GM lakaplı arkadaşımız Erdem (inşallah GM de olacak tabi)elbette en son gelen kişi oldu, assolist misali, masada yer kalmamış olmasına rağmen kendisini gecenin ilerleyen zamanlarında her yerde gördüm, neredeyse tüm yerleri tek tek dolaşıp en iyi yeri tespit edercesine masada dolaştı. En çok da MCY ile samimi oldu, hatta ben de bizzat bu samimiyeti Şuleciğimin fotoğraf makinesi ile ölümsüzleştirdim :) Gördünüz fotoları … :)

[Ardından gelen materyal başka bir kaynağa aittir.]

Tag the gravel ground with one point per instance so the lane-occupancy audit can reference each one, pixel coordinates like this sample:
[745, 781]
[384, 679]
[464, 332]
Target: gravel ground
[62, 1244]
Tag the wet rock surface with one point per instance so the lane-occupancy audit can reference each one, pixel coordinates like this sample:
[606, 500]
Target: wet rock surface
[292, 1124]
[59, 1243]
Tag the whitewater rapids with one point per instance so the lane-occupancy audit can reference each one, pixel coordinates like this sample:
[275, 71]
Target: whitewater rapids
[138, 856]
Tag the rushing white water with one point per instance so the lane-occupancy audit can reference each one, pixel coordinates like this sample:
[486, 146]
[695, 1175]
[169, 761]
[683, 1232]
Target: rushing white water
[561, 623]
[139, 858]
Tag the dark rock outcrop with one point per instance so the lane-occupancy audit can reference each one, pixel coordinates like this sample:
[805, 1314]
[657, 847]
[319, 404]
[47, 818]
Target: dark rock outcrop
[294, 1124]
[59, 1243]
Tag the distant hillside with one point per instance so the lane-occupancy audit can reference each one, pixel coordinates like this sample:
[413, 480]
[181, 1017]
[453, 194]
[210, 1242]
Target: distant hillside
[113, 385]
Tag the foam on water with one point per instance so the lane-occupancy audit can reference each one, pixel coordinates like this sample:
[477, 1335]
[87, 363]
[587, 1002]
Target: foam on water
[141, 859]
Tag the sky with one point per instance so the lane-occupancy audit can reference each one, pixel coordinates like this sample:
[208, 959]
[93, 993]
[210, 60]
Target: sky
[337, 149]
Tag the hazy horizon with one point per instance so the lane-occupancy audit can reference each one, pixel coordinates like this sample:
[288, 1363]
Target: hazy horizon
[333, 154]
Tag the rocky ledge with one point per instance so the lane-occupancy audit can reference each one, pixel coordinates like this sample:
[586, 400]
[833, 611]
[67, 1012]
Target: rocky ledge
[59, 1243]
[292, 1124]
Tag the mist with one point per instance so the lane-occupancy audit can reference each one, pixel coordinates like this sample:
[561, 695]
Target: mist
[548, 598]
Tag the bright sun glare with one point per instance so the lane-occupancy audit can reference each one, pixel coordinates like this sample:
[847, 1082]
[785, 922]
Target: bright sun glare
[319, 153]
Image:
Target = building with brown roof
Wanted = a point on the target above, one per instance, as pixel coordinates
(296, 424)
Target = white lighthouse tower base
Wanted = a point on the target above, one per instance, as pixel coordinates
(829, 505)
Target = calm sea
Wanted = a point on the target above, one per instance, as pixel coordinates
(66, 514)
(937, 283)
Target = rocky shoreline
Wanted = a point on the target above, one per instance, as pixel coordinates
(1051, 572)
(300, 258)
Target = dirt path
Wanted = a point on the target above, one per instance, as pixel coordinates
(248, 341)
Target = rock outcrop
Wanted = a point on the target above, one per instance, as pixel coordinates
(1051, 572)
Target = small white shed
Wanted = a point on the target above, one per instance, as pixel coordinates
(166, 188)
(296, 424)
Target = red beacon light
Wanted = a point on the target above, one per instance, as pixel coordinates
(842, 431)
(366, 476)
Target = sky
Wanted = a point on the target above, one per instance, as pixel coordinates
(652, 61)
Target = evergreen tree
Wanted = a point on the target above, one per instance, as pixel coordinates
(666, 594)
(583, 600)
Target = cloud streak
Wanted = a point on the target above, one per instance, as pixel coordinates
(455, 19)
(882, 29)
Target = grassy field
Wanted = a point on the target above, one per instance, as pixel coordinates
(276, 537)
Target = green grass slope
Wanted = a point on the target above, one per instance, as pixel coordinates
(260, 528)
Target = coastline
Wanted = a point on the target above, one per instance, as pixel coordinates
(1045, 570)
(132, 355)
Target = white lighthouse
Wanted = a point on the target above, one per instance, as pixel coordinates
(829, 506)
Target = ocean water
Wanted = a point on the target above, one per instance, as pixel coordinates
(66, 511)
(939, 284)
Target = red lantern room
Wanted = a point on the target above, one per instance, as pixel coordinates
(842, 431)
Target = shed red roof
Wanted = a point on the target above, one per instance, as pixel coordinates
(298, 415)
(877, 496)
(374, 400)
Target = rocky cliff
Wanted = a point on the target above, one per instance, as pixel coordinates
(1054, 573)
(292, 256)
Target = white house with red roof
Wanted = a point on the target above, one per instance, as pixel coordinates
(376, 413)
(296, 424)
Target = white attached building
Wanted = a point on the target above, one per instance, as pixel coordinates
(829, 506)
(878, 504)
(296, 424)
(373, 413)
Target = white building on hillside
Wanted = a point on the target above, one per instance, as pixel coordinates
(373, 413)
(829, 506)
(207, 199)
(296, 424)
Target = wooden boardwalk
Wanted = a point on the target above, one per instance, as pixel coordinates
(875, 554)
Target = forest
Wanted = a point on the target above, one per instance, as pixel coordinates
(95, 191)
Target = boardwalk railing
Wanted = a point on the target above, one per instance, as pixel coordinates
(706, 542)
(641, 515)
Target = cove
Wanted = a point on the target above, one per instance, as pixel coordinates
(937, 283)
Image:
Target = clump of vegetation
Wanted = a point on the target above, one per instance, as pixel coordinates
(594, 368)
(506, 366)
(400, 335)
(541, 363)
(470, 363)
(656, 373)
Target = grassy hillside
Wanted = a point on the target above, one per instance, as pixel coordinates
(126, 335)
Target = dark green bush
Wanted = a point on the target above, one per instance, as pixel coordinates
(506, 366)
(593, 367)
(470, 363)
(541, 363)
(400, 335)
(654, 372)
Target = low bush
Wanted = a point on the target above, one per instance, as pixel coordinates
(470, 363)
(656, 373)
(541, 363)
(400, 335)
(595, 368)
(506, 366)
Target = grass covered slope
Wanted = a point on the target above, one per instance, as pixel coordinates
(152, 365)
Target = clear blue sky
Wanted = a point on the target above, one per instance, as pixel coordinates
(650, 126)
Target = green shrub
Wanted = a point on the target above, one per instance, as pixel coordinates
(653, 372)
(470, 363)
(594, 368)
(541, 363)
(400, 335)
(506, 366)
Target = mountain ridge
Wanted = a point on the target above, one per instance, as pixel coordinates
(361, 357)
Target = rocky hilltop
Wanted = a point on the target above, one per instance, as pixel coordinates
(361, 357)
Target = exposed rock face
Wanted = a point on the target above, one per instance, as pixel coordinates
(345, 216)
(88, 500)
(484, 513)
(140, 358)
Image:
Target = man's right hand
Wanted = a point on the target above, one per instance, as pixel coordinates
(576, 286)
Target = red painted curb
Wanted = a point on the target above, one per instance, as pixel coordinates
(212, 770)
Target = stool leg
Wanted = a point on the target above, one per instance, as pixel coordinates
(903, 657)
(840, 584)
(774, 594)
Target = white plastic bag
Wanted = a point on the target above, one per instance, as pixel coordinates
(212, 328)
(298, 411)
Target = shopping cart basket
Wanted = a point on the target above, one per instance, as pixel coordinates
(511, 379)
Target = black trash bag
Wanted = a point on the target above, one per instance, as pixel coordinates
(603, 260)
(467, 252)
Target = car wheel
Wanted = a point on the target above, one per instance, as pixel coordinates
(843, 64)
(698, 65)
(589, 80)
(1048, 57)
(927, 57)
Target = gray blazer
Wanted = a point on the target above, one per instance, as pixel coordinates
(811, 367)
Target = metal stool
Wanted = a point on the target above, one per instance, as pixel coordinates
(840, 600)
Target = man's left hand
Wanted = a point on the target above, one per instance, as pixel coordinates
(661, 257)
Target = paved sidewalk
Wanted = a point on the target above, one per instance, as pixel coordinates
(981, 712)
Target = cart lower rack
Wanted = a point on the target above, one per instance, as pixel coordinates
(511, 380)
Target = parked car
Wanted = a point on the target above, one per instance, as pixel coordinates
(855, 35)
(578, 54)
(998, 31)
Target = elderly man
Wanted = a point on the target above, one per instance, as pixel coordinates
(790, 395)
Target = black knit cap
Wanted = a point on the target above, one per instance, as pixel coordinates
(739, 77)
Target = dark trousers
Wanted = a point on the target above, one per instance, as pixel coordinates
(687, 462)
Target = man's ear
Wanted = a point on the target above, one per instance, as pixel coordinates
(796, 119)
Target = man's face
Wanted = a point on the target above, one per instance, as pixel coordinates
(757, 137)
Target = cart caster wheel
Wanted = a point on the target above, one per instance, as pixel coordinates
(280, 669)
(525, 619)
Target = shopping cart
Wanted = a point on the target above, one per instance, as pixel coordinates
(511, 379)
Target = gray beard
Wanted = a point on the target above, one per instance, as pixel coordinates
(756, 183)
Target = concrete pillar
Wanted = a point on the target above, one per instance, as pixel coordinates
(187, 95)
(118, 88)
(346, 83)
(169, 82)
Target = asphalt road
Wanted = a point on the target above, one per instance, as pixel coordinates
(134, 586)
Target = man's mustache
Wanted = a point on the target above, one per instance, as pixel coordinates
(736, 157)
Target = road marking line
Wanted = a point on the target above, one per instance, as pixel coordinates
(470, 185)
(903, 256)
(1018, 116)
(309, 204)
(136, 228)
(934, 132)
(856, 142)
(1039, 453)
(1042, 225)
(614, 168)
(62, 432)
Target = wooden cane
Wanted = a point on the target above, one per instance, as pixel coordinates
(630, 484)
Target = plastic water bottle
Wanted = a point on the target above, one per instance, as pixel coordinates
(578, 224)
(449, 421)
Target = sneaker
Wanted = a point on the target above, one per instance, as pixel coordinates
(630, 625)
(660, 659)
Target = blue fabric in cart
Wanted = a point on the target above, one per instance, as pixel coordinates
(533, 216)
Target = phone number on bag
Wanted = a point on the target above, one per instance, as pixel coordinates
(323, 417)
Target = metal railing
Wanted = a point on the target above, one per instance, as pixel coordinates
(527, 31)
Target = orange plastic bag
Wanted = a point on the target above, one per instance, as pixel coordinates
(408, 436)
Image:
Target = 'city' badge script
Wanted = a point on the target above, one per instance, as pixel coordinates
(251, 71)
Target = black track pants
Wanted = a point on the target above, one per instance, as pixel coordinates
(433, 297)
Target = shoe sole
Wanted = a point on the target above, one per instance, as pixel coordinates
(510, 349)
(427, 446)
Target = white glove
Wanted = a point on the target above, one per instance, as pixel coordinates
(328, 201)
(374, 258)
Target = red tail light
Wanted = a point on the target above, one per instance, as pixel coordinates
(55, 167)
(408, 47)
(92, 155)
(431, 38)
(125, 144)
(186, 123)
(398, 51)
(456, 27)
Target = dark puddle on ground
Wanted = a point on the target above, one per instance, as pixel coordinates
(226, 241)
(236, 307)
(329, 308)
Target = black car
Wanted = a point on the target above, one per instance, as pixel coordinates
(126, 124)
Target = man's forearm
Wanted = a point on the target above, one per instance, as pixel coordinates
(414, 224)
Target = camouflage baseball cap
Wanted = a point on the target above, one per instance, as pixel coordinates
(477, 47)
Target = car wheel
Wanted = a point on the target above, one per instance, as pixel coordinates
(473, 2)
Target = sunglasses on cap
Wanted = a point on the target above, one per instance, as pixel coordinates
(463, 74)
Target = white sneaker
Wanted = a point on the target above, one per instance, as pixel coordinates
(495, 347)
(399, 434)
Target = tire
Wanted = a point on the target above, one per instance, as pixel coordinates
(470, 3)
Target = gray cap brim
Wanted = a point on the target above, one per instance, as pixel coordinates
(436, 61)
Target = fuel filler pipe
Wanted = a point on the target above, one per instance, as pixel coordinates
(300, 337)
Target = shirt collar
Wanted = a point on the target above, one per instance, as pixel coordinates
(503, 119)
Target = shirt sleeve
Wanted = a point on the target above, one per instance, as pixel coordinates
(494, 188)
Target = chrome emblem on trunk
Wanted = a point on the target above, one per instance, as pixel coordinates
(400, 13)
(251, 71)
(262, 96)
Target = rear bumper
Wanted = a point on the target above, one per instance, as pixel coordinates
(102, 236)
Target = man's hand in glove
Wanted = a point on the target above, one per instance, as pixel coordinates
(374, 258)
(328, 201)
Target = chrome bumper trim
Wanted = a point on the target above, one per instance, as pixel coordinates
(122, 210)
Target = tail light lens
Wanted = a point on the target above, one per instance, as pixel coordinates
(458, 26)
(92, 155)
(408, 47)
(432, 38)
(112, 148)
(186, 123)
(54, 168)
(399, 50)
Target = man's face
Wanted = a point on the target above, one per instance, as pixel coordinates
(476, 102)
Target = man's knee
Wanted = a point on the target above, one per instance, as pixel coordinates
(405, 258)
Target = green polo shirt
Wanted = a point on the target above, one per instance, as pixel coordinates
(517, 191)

Gürdal ve Demir meğer aynı yerde askerlik yapmışlar. Gürdal'ın askerden kaçış öykülerini dinledik. Gürdal hayaletlerle askerlik yaptığını anlattı. Deprem sonrası Gölcükteymiş. Demir’in de er Demir olarak telefon açışları ile ilgili hikayesi çok komikti. Orduevindeki resepsiyonda askerliği sırasında bu telefonu hep (kural gereği) Er Demir diye açıyormuş. Arayanlarda “ aa pardon yanlış oldu” diye kapatıyormuş, meðer orduevinin yanında ERDEMİR diye başka bir yer varmış …. Ha ha ha ..

Emre’nin peynir tabağını çok beğendim şahsen, çok ama olsun zaten kalabalıktık. Ben de yedim, saolsun Emre nazikçe ikram etti, şarapla çok iyi oldu :)

MCY nin gecenin sonunda Erdal için sarfettiği sözler ne kadar doğru ve ne kadar güzeldi, aklımda yer etti: Her zaman daha iyi ve güzele koşan arkadaşımız …

Bu arada Dilşat’ın oğlunun adı Alp, Alp’in ki ise Alkım. Böylece çocukların isimlerini unutmazsınız size bir ipucu vermiş olayım.

Uğur Sakarya’yı 23 sene sonra görmek çok güzeldi. Resmen hiç saçı beyazlamamış, hiç göbek oluşmamış. Şaşırdım. Bi gözlük gelmiş …

Geldiği için Mahir’e de teşekkür edelim tabii. Bu kez başardı ….

Bu kadar yazdığıma ben de şaşırdım ama demek ki gece süperdi … :)

Not: Alp ısrarla bana Behice Gül demeye başladı. Sen 25 sene Behice de, şimdi kalk Behice Gül. Anlamadım, belki de alkoldendi. Bu arada Alp seni affettim, sorun değil, bir temizlemeciye vereceğim bitecek, Dilşatcığım söyledi, şarap lekesi çıkıyormuş. Hiç üzme kendini.